The funniest part of Ruby Fray’s music is how Emily Beanblossom, the musician behind the project, responds when asked to describe her music. The sound has been given a range of descriptions: witchy chamber folk, psychedelic witch wave, witch ghost folk-pop-rock. Transitioning between farm life and city life multiple times, Emily went from project to project. She eventually settled in Austin, where Ruby Fray’s sophomore album, Grackle, was conceived.
When you actually listen to the album, you can hear the reason for the long varied descriptors: they’re all surprisingly very tailored good descriptions of Ruby Fray’s sound. Emily’s vocals are dynamic and charming, ranging from eerie whispers to belted howls. There are twinkling synths, haunting melodies, and pure rock guitar riffs. It can occasionally fall into a dark and ghostly place, but the album carries a fun, lighthearted, ethereal vibe.

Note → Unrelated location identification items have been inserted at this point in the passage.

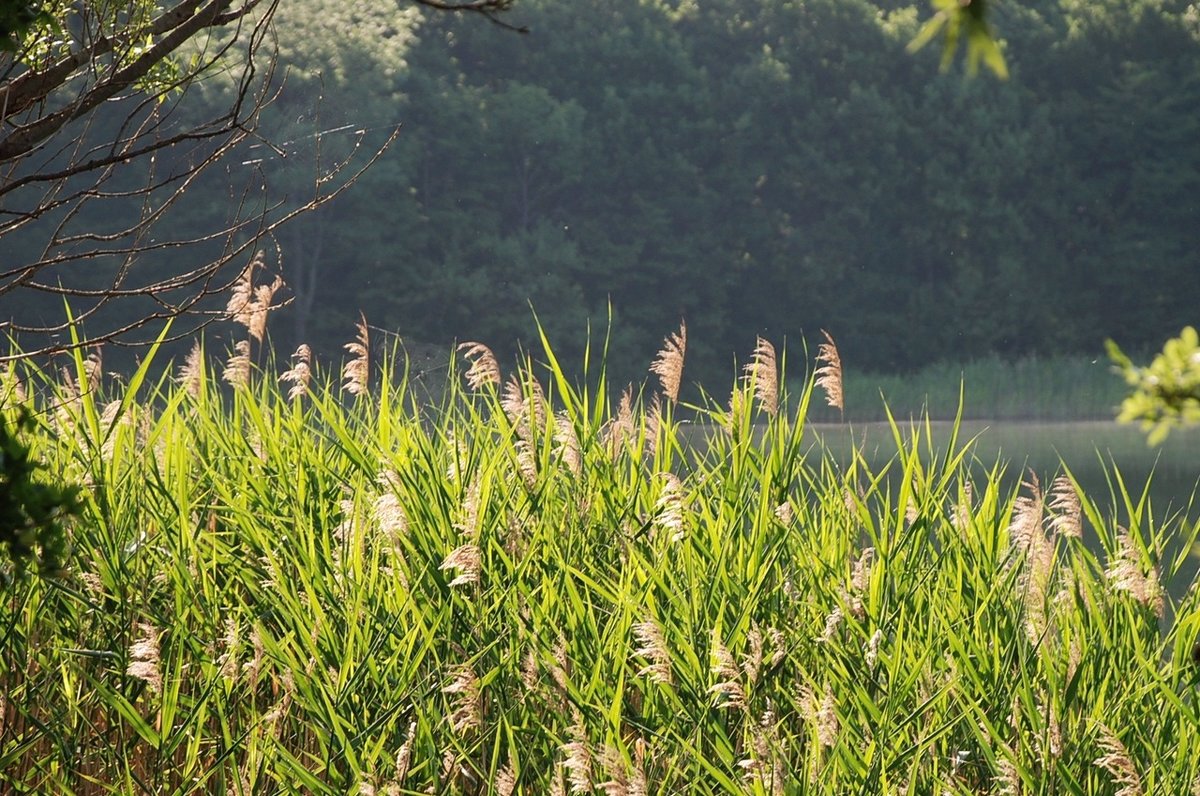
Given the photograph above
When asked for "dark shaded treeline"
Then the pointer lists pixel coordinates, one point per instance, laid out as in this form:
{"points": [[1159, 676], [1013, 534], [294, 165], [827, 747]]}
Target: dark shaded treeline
{"points": [[757, 167]]}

The opening track, “You Should Go,” is soft, sparkling and ends with a hummed eerie melody; surprisingly, it’s synths and vocals only. “Carry Me Down” begins with soft melodies, a beat resembling a heart pulse, muffled vocals, and then ends high with grand drumming, celebratory vocals, and funky guitar. The first single, “Barbara,” is upbeat with strong lyrics that translate into a solemn reprimand. The album gets most psychedelic on “It’s Mine.” The song opens with a groovy guitar line and a slick vocal line but then guitar, vocals, and drums explode into a rushed tempo before returning to its initial speed; this happens multiple times throughout the number before ending on a single beautiful string note.
Their style resembles a concoction through the way all of the musical elements come together. Maybe that’s the reason behind so many “witch” adjectives; dark tones and mystical vibes are enthralling. Regardless of what this sophomore effort is labeled as, they know their sound, and it is most enchanting.